That being said, I will respond to some of your points.

Quote

i have nightmarishly vivid recall of psycho parents trying to micromanage every aspect of my life.



Actually, being quite stable is how I managed full custody of my child for 3 years. His mom only recently began something resembling a regular "visitation" with him.


The following are but a few of the "things" my son has:

A bicycle

A digital clock/radio/phone

A television

A very nice stereo, and more cd's than I have

An expensive digital wristwatch, with all the bells and whistles.

So many knives that I've lost count. And not junk either. Swiss army knives, Franklin mint collector knives, buck knives (fixed, and folding), Uncle Henry folders, Schrade hunting knife, and several Old timer pocket knives of various sizes and blade configurations.

A .410 shotgun

A .22 rifle

A Sig P-239 in 9mm para

All of which (with the exception of his bicycle, and firearms) he has in his room to use as he wishes. In addition to which, he wears nothing but $42/pair Levis and $80/pair Vans.

He also has access to all the reading and educational materials a kid could ever want, including my computer, and we live about 4 blocks from a library. Go three blocks the other direction though, and you're on BLM land on the side of Peavine mountain.

Everything you see listed above was bought by me, not his mother. I haven't seen (nor do I want) one nickle of monetary support from his mother since we were divorced.

Nick also gets to go to local concerts with his buddies (on me), and last week I paid for him to take his g/f to a Guttermouth concert (I'll admit to staying up till he gets home though). All this for a kid who isn't even responsible enough to put his dirty clothes in the laundry so I can do the wash!

A kid who I busted smoking dope at 13-1/2 yrs old, and took to a drug education program at night for 6 weeks and sat through it with him because his mom knew he was smoking, and let him do it at her house!

My son...underprivileged and overcontrolled??? Not fucking hardly! As for partying with him; Not in this lifetime!!! I'm his friend, but I'm his Dad first.

Oh, and Andy...you had a question too. Yes, it is about the phone, or I wouldn't have made the question about the phone!


All you young studs out there who think "oh, this poor kid", go have a kid, raise him to this age (he's not that much younger than you, btw), then come back and tell me what you've learned.

BTW, as a point of interest, I moved out of my Dad and Mom's house when I was 15. I quit school, went to work, and got an apartment with my 17 year old g/f, who I lived with till I was 21. During this time I went to RCC, took the entrance exam, passed it and had 2 years of college.
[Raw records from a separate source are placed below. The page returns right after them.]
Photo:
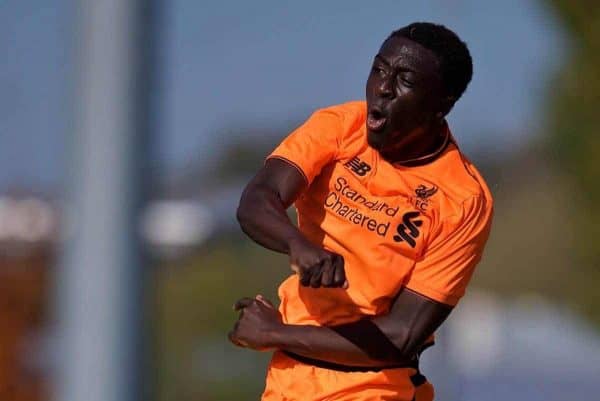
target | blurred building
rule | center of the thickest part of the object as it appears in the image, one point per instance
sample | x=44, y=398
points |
x=28, y=235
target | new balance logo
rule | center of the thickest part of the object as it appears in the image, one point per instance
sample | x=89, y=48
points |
x=408, y=231
x=358, y=167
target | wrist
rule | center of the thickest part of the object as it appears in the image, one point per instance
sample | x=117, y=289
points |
x=276, y=336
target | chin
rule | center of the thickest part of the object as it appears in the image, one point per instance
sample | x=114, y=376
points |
x=375, y=140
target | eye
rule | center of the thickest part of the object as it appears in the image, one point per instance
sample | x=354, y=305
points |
x=406, y=81
x=376, y=69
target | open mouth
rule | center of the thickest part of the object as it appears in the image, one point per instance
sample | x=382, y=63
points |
x=376, y=119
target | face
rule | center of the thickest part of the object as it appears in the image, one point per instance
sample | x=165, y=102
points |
x=404, y=95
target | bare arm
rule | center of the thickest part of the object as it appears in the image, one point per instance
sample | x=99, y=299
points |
x=390, y=339
x=262, y=210
x=262, y=216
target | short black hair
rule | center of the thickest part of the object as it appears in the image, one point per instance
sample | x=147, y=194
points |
x=456, y=64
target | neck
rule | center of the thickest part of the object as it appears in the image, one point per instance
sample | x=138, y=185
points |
x=421, y=145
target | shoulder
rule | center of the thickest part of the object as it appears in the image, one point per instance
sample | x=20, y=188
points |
x=465, y=193
x=349, y=116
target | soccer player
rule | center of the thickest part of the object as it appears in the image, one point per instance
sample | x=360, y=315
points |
x=392, y=219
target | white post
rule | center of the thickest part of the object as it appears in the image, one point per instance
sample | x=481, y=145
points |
x=100, y=280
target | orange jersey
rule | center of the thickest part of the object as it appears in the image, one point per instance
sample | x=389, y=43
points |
x=422, y=227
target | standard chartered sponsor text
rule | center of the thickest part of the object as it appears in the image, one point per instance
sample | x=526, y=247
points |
x=336, y=202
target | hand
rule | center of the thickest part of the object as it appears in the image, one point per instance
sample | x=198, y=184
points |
x=258, y=319
x=316, y=266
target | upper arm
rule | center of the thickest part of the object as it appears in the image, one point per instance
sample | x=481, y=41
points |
x=280, y=178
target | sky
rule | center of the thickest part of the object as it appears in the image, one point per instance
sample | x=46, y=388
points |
x=236, y=64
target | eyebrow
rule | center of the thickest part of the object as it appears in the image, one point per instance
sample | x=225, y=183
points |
x=379, y=58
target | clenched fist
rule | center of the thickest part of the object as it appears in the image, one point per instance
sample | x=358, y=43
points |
x=316, y=266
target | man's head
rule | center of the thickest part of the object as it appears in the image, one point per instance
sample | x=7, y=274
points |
x=418, y=74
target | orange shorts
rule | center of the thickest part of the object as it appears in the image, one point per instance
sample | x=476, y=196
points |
x=290, y=380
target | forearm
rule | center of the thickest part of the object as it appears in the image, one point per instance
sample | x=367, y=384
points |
x=335, y=345
x=263, y=218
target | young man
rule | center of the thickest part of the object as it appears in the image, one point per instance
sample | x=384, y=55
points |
x=392, y=220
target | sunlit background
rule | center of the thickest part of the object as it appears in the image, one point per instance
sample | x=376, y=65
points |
x=232, y=78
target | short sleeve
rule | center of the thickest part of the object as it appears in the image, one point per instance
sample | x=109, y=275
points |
x=312, y=145
x=447, y=265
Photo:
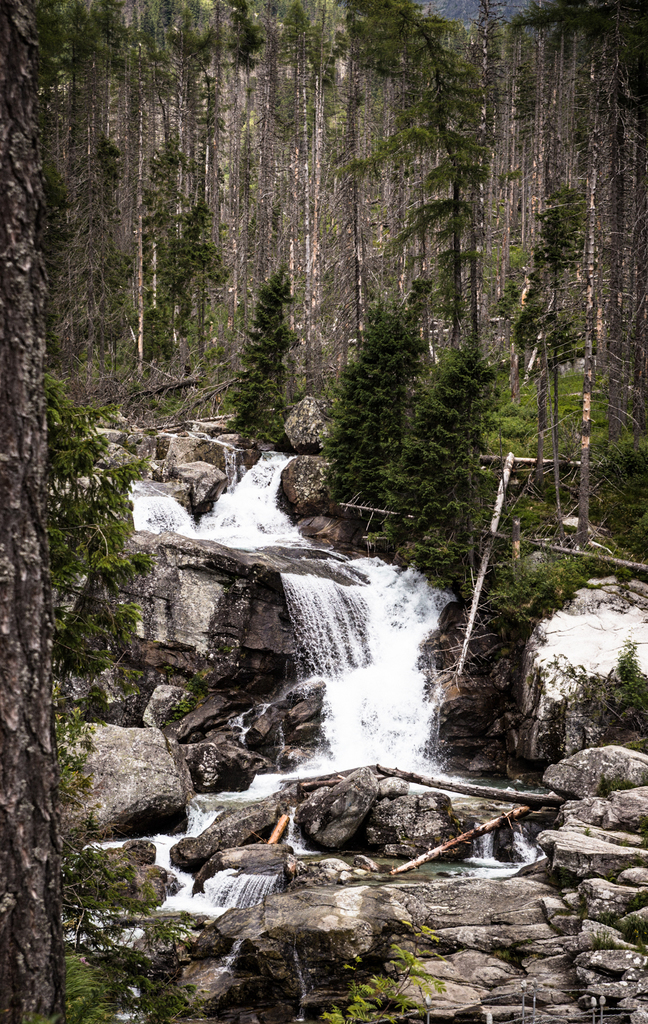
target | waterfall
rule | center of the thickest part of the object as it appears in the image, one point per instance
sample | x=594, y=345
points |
x=363, y=641
x=230, y=888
So Yeah...I've been around a little. Enough to know what responsibility is, and to know that my son has none. I'm sorry that you had such a rotten childhood, but that has not a thing in this world to do with my son having a cell phone. Maybe some counselling would help you though.

G. Jones

"I've never been quarantined. But the more I look around, the more I think it might not be a bad idea."